Gradient Boosting Machine (GBM) is a technique that combines simpler and smaller model to produce an accurate prediction better than an individual model. When we combine multiple model to create a more powerful and accurate predictive model, this is called ensemble learning, an ensemble is a combination of models.

Weak model individually have limited predictive power, but by combining them, the ensemble can capture a wider range of patterns and relationships in the data.

It is called “gradient boosting” because it uses an iterative process to gradually improve the model’s performance.

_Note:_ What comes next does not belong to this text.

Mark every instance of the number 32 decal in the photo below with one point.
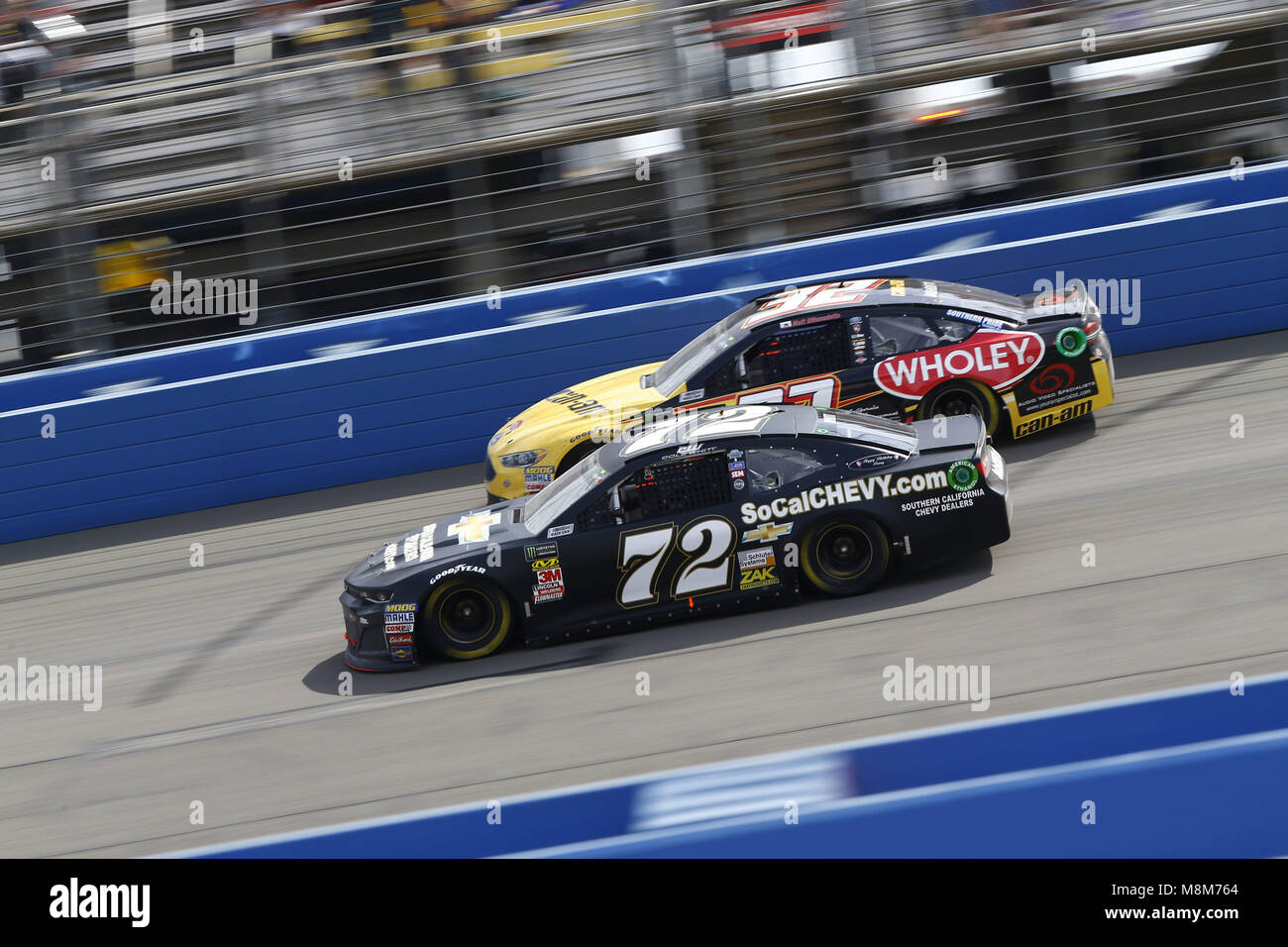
(706, 545)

It examines the difference between the predicted and actual values (the residuals) and builds a new model that tries to reduce these residuals. This new model is added to the ensemble, and the process repeats.

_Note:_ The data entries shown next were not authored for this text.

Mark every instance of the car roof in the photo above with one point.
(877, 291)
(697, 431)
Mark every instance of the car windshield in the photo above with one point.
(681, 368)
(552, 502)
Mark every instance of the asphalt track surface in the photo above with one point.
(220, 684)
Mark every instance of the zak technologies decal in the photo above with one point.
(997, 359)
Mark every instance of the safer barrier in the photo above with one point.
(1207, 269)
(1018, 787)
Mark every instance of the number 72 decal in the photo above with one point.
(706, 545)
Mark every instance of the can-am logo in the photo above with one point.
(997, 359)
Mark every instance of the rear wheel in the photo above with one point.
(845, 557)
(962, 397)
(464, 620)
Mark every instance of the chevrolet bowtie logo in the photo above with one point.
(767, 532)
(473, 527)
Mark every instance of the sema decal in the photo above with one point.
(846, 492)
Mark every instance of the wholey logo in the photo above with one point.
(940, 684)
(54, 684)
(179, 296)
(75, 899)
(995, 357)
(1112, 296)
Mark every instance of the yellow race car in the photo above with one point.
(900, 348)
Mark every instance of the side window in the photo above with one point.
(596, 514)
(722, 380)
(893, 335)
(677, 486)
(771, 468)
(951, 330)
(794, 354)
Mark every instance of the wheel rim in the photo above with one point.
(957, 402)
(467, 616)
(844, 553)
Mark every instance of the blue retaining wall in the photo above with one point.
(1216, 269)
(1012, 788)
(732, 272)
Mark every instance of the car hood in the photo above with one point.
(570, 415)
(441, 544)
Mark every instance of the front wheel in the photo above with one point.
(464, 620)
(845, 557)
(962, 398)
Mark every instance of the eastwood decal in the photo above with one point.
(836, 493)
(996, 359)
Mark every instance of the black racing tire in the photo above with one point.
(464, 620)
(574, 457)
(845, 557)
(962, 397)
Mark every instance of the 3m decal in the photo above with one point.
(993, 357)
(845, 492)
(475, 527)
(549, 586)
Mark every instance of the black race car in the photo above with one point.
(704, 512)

Each new weak learner is trained to specifically target the errors or residuals that the ensemble has not yet captured accurately. So, we make sure a mistake we made before are corrected, this is called sequential correction.

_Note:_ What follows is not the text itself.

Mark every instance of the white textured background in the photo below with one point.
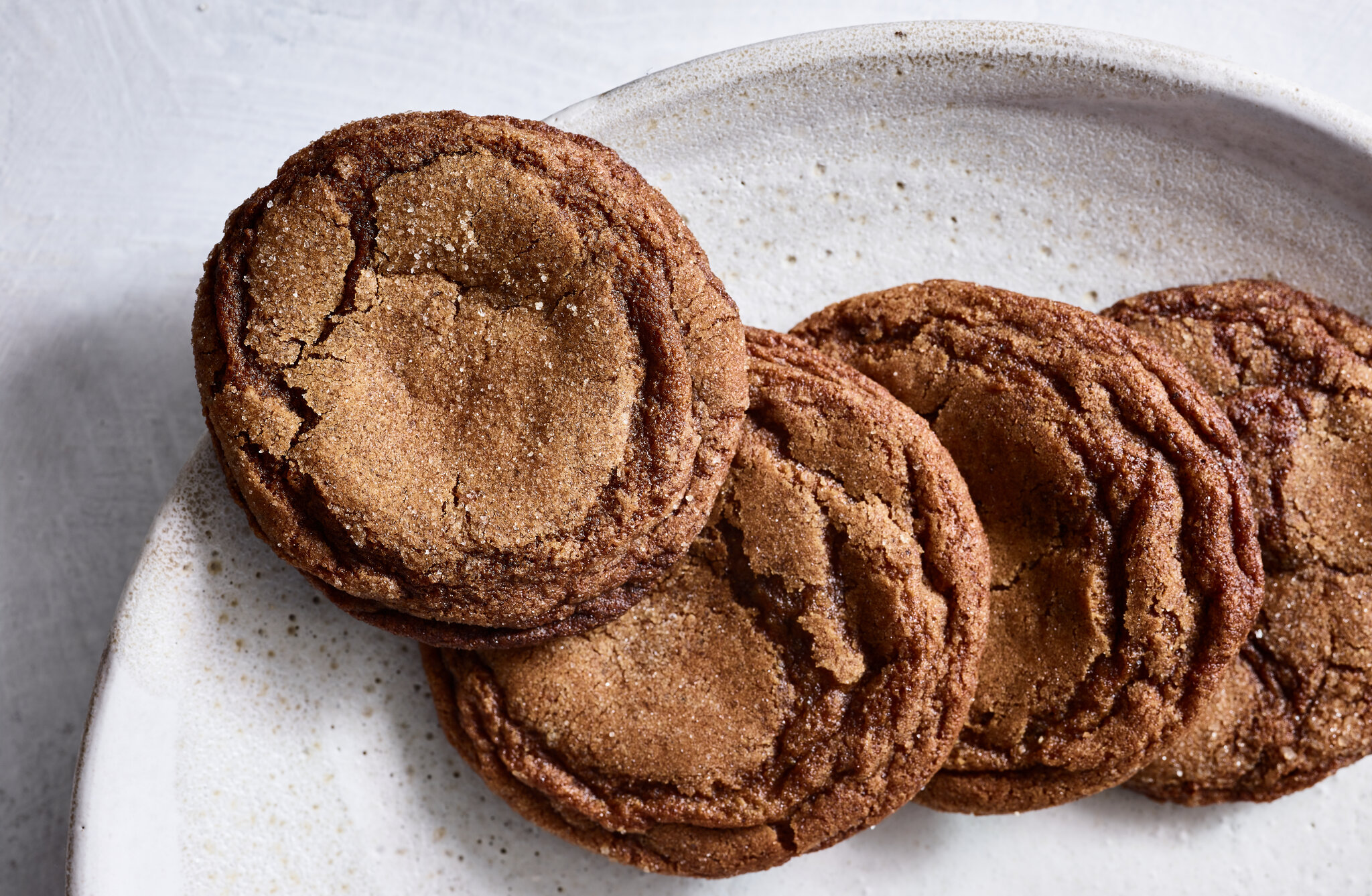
(129, 129)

Iteration of gradient boosting
Source: https://vitalflux.com/gradient-boosting-algorithm-concepts-example/

Gradient Boosting Process

Initialize the ensemble: Start by initializing the ensemble model with a simple weak learner. A weak learner is a model or algorithm that performs only slightly better than random guessing on a given task. Weak learner is simply a simpler and smaller model, they are characterized by their limited predictive power and simplicity. This could be a decision tree with a small depth or a linear regression model.
Compute initial predictions: Use the current ensemble model to make predictions on the training data.
Compute residuals: Calculate the residuals, which are the differences between the predicted and actual values of the target variable. These residuals represent the errors made by the current ensemble model. These residuals are calculated by loss function, which is a measure of how well the models perform at one training. Example are MSE, MAE, and cross entropy.
Fit a weak learner to the residuals: We will try to minimize error or correct mistake made by previous model by training new weak learner on the residuals. The goal is to find a model that can predict the residuals more accurately than the previous model. We can also use gradient descent for this.
Update the ensemble: Add the new weak learner to the ensemble. The weak learner will have a paramater called shrinkage parameter or learning rate. The shrinkage parameter controls the contribution of each weak learner. The parameter also used for deciding the learning rate used in gradient descent.
Update predictions: Update the predictions of the ensemble by combining the predictions of all the weak learners, including the newly added one.
Iterate: Repeat steps 3-6 for a specified number of iterations or until a stopping criterion is met. In each iteration, the new weak learner focuses on the residuals left by the previous models, gradually improving the ensemble’s predictive performance.
Finalize the ensemble: Once the desired number of iterations is reached, the final ensemble model is obtained by combining the predictions of all the weak learners in the ensemble.
Prediction: After training, we can then use the final ensemble model to make predictions on new unseen data.

Gradient boosting process
Source: https://datascience.eu/machine-learning/gradient-boosting-what-you-need-to-know/

XGBoost

Extreme Gradient Boosting (XGBoost) is a library that implement of gradient boosting machine that is highly optimized with some extra features (not feature in data). Here are some example:

Regularized Learning: XGBoost includes regularization techniques such as L1 and L2 regularization. In simple term, regularization is a technique to make model prediction simpler by forcing some feature coefficients to be 0. In other word, we exclude some feature consideration for our prediction. The features we are excluding are the one that has low influence toward the overall prediction. This way we can focus on the more important and influential features.
Computation Capabilites: XGBoost supports parallel processing, it optimizes the computation by parallelizing the construction of individual trees and parallelizing the evaluation of split candidates during tree building.
Handling Missing Values: XGBoost has built-in capabilities to handle missing values in the dataset. It automatically learns how to handle missing values in a decision tree by assigning missing values based on available data.